Selon une étude menée par le Fonds des Nations unies pour l’enfance début novembre dans la Ghouta, 11,9 % des enfants de moins de 5 ans souffrent de sévère malnutrition, « le plus haut taux jamais enregistré en Syrie » depuis le début de la guerre.

Les organisations humanitaires se sont alarmées à plusieurs reprises ces derniers mois de la situation dans la Ghouta orientale, suite à des rapports faisant état de décès parmi les enfants souffrant de malnutrition.

Selon l’UNICEF, plus du tiers des enfants objets de l'étude dans la région souffrent de retards de croissance « les exposant à un risque plus élevé de développement tardif, de maladies et de mort ».
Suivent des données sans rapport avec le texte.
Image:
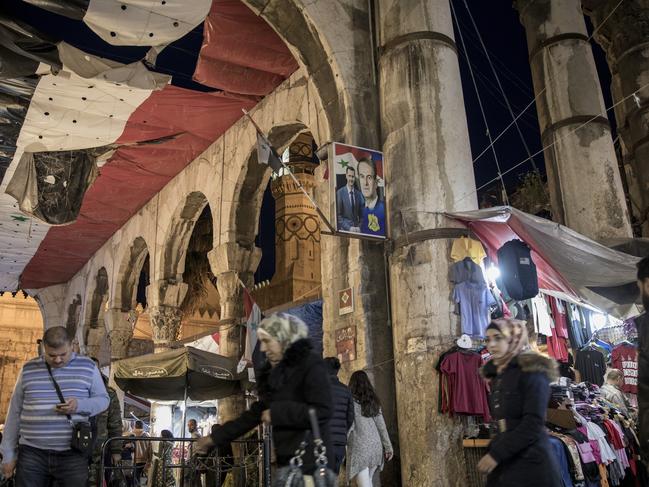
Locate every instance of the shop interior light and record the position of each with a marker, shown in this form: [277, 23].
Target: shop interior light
[493, 273]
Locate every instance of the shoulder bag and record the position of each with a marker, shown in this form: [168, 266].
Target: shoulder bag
[323, 475]
[82, 435]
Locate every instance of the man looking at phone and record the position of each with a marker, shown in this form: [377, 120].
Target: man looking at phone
[36, 447]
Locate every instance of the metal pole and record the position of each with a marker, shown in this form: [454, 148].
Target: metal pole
[266, 455]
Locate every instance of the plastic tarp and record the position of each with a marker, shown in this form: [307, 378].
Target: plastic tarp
[567, 262]
[134, 175]
[167, 375]
[133, 22]
[241, 53]
[50, 185]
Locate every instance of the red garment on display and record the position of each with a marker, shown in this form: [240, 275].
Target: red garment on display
[467, 391]
[559, 316]
[558, 348]
[625, 358]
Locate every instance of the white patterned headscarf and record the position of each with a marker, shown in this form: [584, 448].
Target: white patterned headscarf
[285, 328]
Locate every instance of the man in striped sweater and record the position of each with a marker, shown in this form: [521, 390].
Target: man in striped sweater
[36, 445]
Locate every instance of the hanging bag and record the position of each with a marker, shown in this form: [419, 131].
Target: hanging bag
[323, 475]
[82, 435]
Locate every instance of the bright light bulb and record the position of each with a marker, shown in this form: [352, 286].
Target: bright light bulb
[493, 273]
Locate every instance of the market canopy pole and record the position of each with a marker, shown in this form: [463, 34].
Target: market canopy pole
[267, 155]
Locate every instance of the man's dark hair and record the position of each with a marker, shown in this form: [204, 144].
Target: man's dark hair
[370, 162]
[643, 269]
[56, 337]
[333, 363]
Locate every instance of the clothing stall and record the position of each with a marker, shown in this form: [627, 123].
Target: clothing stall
[578, 299]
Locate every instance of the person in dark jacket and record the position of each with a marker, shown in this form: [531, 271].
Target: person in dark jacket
[293, 380]
[343, 413]
[520, 390]
[642, 324]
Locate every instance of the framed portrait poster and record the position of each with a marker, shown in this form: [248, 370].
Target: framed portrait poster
[359, 186]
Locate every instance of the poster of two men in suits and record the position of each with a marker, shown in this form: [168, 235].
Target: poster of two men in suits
[360, 190]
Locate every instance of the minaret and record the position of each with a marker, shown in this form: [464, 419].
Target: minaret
[297, 231]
« Les mères des enfants de moins de 2 ans ont dû réduire voire interrompre l'allaitement en raison de leur propre malnutrition de la violence permanente. »

L'UNICEF précise que, selon une étude similaire menée en janvier dans la Ghouta, ce taux était de 2,1 %, laissant entendre que les conditions s’étaient gravement détériorées.

La Ghouta orientale est un des derniers fiefs rebelles en Syrie et le siège, imposé par le gouvernement depuis 2013, a entraîné des pénuries de nourriture et de médicaments.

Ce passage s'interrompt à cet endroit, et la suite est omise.